Pero no llegué allí tan pronto. Kramer me propuso vestirme con el traje de «buzo», un poco más ligero que el de salida al espacio interplanetario. Estaba además dotado de radioteléfono.

— En el invierno la presión es mucho menor que aquí — me explicó Kramer—. Y en su atmósfera hay mucho más anhídrido carbónico. En la atmósfera terrestre el gas anhídrido carbónico compone tan sólo una tres milésima parte; en el invernadero tres centésimas y en algunos departamentos aún más. Esto ya es dañino para el hombre. ¡Pero para las plantas…! ¡Crecen como en el período carbonífero!

De improviso, Kramer empezó a reír sin causas justificadas, una risa un poco extraña, según me pareció.

— En estas escafandras — dijo después de concluir su racha de risa—, hay teléfono, así que no será necesario acercarnos para hablar. Muy pronto las escafandras de los trajes interplanetarios también irán provistos de él. ¿Es muy cómodo, no le parece? Creo que lo construyó su amiga, la que vino con usted desde la Tierra.

Kramer me guiñó el ojo y de nuevo soltó la carcajada.

«No se sabe quién trajo a quién — pensé yo—. ¿Y por qué Kramer ríe hoy de esta manera…?»

Pasamos por la cámara atmosférica y sin prisa, nos dirigimos por un largo corredor que unía el cohete con el invernadero.

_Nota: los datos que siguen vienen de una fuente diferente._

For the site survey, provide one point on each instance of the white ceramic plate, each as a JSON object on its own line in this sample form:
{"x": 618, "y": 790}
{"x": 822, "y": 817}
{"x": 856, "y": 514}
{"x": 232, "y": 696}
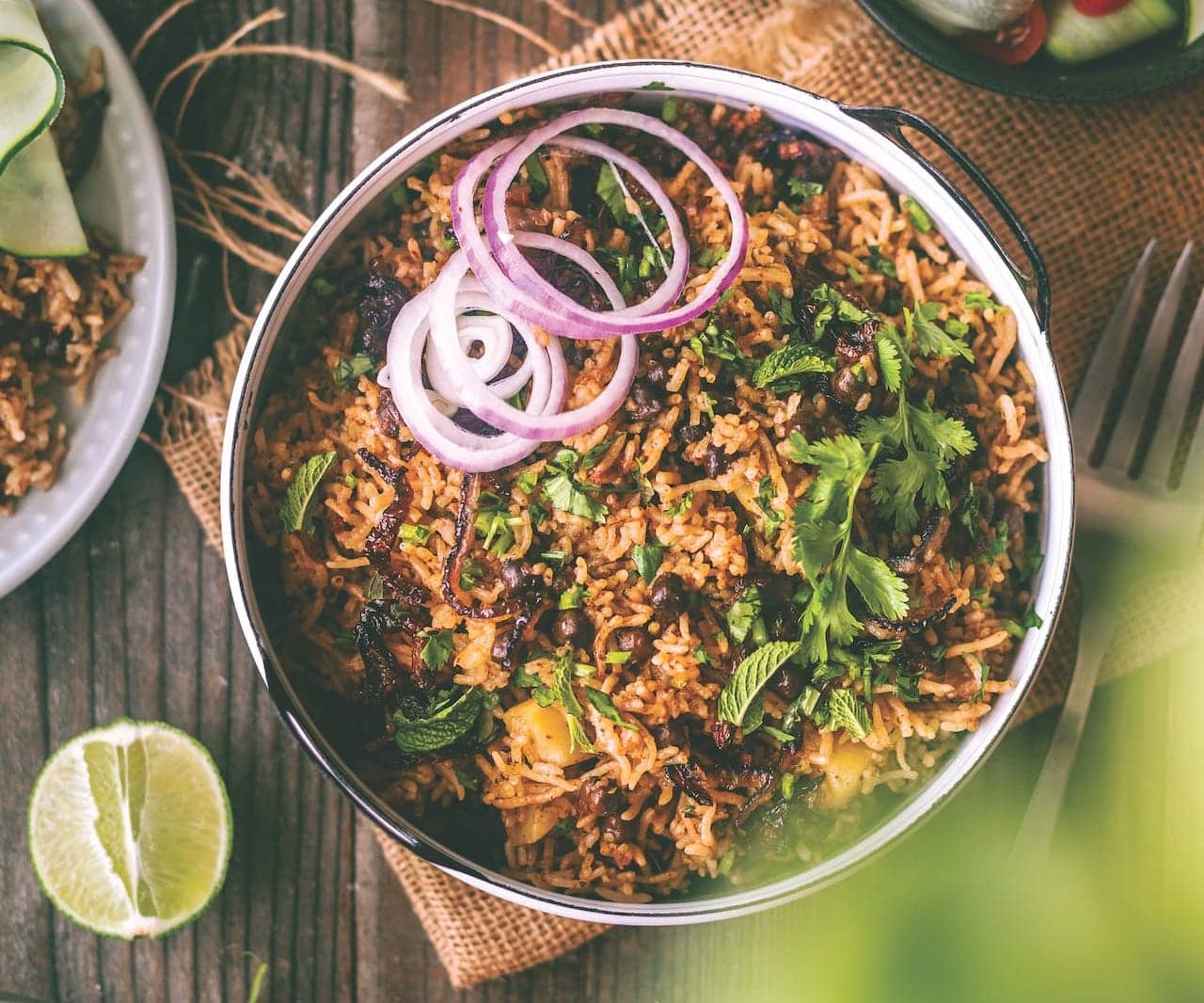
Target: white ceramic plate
{"x": 127, "y": 195}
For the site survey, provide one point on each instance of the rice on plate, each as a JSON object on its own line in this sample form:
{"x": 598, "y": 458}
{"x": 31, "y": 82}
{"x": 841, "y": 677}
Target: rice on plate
{"x": 710, "y": 632}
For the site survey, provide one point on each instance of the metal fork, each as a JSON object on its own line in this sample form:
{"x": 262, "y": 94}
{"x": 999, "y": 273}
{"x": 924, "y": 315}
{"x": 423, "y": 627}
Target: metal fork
{"x": 1122, "y": 519}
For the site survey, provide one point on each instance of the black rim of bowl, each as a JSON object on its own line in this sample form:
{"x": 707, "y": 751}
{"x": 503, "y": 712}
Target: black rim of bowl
{"x": 1149, "y": 67}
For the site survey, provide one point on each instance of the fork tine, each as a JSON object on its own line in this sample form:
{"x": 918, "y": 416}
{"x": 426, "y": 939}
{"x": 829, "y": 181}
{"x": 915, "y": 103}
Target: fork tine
{"x": 1194, "y": 470}
{"x": 1153, "y": 353}
{"x": 1103, "y": 367}
{"x": 1179, "y": 397}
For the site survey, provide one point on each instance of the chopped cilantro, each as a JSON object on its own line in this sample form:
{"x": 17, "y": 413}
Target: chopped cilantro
{"x": 804, "y": 190}
{"x": 765, "y": 493}
{"x": 564, "y": 493}
{"x": 929, "y": 337}
{"x": 610, "y": 190}
{"x": 880, "y": 263}
{"x": 918, "y": 215}
{"x": 832, "y": 306}
{"x": 647, "y": 558}
{"x": 680, "y": 506}
{"x": 979, "y": 300}
{"x": 536, "y": 175}
{"x": 744, "y": 612}
{"x": 347, "y": 371}
{"x": 412, "y": 533}
{"x": 571, "y": 598}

— Tenemos varios invernaderos — charlaba sin parar Kramer—. Uno largo que ya vio al llegar. ¡Ja, ja, ja! ¿Recuerda cómo por poco voló usted y yo le até como un perrito? Ahora vamos al nuevo invernadero, es cónico. En él, como en el cohete, existe peso, pero muy insignificante. Total, una milésima parte del terrestre. Una hoja que cae de un árbol desde la altura de un metro del suelo, cae durante veinte minutos. Esta fuerza de gravedad es suficiente para que el polvo y los residuos se sedimenten en el suelo y para que los frutos maduros no floten en el espacio… ¿Aún no se ha bañado en la ingravidez? ¡Estupendo! «Verley se fue a bañar»… — se puso de pronto a cantar, riendo de nuevo salvajemente—. Tenemos además algunos laboratorios experimentales, donde la fuerza de gravedad falta por completo. Allí está el baño… Ya hemos llegado. «El velo está corrido…» — declamó mientras abría la puerta.